朝鮮国連軍は、朝鮮戦争勃発により国連安全保障理事会の決議(ソ連欠席の下で採択)にもとづき、1950年7月に創設され、東京に司令部が置かれた。53年7月に休戦協定が成立し、57年7月に在韓米軍司令部がソウルの龍山基地に創設され、朝鮮国連軍司令部も東京から龍山基地に移された。国連軍司令官は在韓米軍司令官が兼務している。
その結果、日本には朝鮮国連軍後方司令部が設立された。当初は神奈川県のキャンプ座間に置かれたが,2007年11月に横田飛行場に移転した。
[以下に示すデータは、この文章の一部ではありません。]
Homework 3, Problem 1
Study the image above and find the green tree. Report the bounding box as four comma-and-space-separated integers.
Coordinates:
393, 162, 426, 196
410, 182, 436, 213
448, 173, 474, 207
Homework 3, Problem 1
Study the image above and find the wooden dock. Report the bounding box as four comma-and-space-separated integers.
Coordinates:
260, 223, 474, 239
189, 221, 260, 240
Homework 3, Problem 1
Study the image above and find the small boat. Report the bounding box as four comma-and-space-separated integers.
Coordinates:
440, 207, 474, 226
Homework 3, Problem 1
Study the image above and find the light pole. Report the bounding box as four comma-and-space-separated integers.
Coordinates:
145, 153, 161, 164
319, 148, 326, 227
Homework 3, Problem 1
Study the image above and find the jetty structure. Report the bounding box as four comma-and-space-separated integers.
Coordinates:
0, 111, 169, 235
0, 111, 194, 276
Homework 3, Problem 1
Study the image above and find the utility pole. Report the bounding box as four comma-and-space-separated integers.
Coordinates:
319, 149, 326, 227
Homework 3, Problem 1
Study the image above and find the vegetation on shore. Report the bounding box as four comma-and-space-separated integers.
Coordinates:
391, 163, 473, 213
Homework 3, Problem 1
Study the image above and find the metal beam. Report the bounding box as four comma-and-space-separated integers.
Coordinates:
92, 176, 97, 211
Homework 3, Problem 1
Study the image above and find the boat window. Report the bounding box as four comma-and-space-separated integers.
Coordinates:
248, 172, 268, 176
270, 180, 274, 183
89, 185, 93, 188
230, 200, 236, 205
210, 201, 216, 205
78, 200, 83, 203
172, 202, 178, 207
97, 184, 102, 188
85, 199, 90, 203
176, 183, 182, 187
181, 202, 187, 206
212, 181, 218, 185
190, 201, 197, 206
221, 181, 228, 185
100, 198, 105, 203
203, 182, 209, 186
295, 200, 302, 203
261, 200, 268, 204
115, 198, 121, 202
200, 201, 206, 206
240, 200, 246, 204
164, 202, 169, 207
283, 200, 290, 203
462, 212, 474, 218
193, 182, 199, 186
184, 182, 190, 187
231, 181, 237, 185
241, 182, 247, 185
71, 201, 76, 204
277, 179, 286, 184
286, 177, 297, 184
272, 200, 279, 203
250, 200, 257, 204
現在、ウィリアムズ司令官(豪空軍大佐)他3名が常駐しているほか,9か国(オーストラリア,イギリス,カナダ,フランス,イタリア,トルコ,ニュージーランド,フィリピン,タイ)の駐在武官が朝鮮国連軍連絡将校として在京各国大使館に常駐している(外務省18年4月27日)。
1954年に締結された国連軍地位協定に基づいて国内7か所の在日米軍施設・区域(横田飛行場、キャンプ座間、横須賀海軍施設、佐世保海軍施設、嘉手納飛行場、普天間飛行場、ホワイトビーチ地区)が国連軍の基地に指定され、派兵国が使用できることになっている。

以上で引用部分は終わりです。